Engelhartszell, Austria
The day following the Passion Play, we travelled to Vilshofen, Germany to board our ship. On the way, we stopped for lunch in Landshut. It was founded in 1204 when the Duke of Bavaria built a fortress here. Today it is the capital of Lower Bavaria. These pictures are of the Gasthaus Zur Schleuse’s beer garden where we had our lunch and a view along the Isar River, just across the street from the restaurant.
Our first port of call was Engelhartszell, Austria. Here we visited the Engelszell Abbey, the only Trappist monastery in Austria. The monks live secluded lives, focused on prayer, reading and physical work. They meet six times each day for the Liturgy of the Hours. These are devotions that help them focus on God. Each monk is also required to contribute to the livelihood of the monastery. Their physical work is intended to provide balance with their spiritual lives and helps to maintain the operation of the monastery.
Before going into the Abbey Church, we walked through the monastery’s gardens and orchards. Within the gardens is a model of the Danube and its locks. There is also a small aquarium on site with the kind of fish that inhabit the Danube, including large sturgeon.
One of the monks’ means of support is agriculture. They are also known for their liqueurs, cheese and Trappist beer. They began brewing beer in 2012 and the monastery is the only place Trappist beer is brewed in Austria. It must be brewed by monks or under their supervision.
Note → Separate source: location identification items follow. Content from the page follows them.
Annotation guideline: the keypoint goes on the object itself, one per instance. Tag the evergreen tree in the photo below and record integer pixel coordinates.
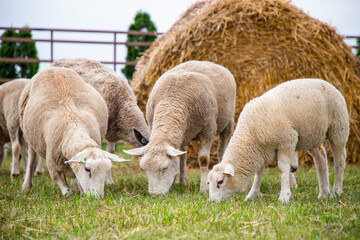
(18, 50)
(27, 50)
(142, 23)
(8, 50)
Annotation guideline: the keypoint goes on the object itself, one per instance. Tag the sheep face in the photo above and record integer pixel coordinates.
(92, 167)
(222, 182)
(161, 164)
(161, 169)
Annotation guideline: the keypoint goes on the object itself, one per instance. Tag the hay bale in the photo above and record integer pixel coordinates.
(263, 43)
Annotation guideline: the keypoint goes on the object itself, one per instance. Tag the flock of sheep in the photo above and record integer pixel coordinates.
(65, 111)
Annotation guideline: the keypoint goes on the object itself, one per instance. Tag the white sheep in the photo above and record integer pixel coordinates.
(124, 113)
(194, 100)
(297, 115)
(64, 120)
(9, 122)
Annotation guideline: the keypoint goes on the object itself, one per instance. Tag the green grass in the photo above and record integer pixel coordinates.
(127, 210)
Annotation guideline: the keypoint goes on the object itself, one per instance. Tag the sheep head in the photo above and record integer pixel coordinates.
(92, 167)
(160, 163)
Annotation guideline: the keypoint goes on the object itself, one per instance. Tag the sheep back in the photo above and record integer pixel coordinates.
(201, 90)
(57, 100)
(124, 114)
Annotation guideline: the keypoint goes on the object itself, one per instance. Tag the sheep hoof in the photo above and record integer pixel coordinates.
(204, 187)
(26, 188)
(183, 181)
(324, 195)
(284, 198)
(251, 196)
(336, 193)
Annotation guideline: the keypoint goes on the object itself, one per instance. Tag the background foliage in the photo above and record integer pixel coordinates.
(18, 50)
(142, 22)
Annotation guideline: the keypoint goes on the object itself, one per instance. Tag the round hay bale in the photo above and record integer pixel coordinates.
(263, 43)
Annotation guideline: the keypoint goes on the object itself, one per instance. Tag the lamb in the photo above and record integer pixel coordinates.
(64, 120)
(194, 100)
(124, 113)
(9, 123)
(298, 115)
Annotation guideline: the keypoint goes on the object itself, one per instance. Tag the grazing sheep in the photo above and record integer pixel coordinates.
(297, 115)
(194, 100)
(124, 113)
(64, 120)
(9, 123)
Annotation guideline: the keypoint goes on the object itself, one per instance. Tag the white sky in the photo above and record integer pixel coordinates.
(119, 14)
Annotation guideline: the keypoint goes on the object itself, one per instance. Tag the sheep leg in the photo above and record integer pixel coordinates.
(109, 179)
(110, 147)
(320, 160)
(183, 175)
(204, 160)
(339, 153)
(76, 186)
(39, 165)
(284, 159)
(224, 140)
(1, 153)
(29, 170)
(255, 189)
(23, 151)
(15, 158)
(293, 168)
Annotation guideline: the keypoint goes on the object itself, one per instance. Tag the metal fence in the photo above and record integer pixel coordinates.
(52, 41)
(115, 43)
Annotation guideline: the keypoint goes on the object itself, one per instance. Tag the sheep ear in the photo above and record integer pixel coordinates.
(140, 138)
(115, 158)
(135, 151)
(78, 158)
(229, 170)
(171, 151)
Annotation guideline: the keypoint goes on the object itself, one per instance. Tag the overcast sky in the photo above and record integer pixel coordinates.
(119, 14)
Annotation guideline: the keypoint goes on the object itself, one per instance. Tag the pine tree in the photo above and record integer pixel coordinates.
(142, 23)
(7, 50)
(27, 50)
(18, 50)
Sale of the beer supports the monastery and charities.
Engelszell Abbey was founded in 1293. It has had a rough past, being suppressed by Holy Roman Emperor Joseph II in 1786, resulting in their assets being confiscated by the government. It was taken over by another monastery in 1925 but then confiscated by the German Gestapo in 1939. Many of the monks in the monastery at the time were imprisoned in concentration camps. In 1945, some of the monks were able to return to the monastery and were joined by German Trappists.
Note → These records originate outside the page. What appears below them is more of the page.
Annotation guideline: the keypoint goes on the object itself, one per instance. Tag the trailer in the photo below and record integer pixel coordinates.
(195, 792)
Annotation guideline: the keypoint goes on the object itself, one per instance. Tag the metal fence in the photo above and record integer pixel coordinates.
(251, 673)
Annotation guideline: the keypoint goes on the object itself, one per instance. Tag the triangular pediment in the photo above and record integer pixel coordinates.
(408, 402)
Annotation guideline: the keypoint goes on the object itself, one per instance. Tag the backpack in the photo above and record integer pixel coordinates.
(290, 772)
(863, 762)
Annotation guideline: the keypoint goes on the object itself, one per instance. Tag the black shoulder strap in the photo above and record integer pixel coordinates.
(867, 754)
The present Abbey Church was constructed between 1754 and 1764. Its tower is almost 250 feet tall. The high altar is decorated with a beautiful altarpiece, statues and red marble. Both the altarpiece and dome were painted by Bartolomeo Altomonte (1694-1783) who is best known for his large frescoes. The grave monument (last picture in this section) has a gothic relief and dates back to 1508.
The Engelszell Abbey Church is a beautiful church, but certainly one of the more interesting things we saw were skeletons in glass cases in the chapels along the sides of the church. They are known as Catacomb Saints and their relaxed poses and jewels are meant to symbolize the “glory of the afterlife.” The Catacomb Saints are skeletons that were found in catacombs in Rome in 1578. They date back to the first three centuries of Christianity and some are believed to be the remains/relics of early Christian martyrs. After the skeletons were recovered, jewelry was sown on to fine mesh which was then used to adorn the skeletons. Nuns or monks typically did this work. Often the skeletons and jewels were gifted to a church by someone with wealth and/or fame. Since that time, their authenticity has come under question and many have now been placed in storage or destroyed. Though we could still view those enshrined in the Engelszell Abbey, they were not even mentioned by the guide sharing information about the Abbey. Printed below is part of a CNN story about the Catacomb Saints. If this interests you, check out the website credited with the quote to see additional pictures.
When archaeologists unlocked the catacombs of Rome in 1578, they unleashed a wave of religious fervor. Catholic officials disinterred skeletal remains, which they assumed to be early Christian martyrs, and had artisans reassemble them. Encrusted with gold and jewels, the skeletons then went on display in lavish shrines across Europe to convey the glory that awaited the Church’s devout followers in the afterlife. But by the early 19th century their saintly authenticity came into question and, in a dramatic reversal of fortune, many of the relics were hidden from view or destroyed.
http://www.cnn.com/style/gallery/beauty-from-the-crypt/index.html?gallery=%2F%2Fcdn.cnn.com%2Fcnnnext%2Fdam%2Fassets%2F131204144904-st-valerius-heavenly-bodies.jpg
Our riverboat, the MS Joy, was docked within walking distance of the Abbey so we walked back to the ship. After lunch we went up to the sun deck as we cruised on to our next port.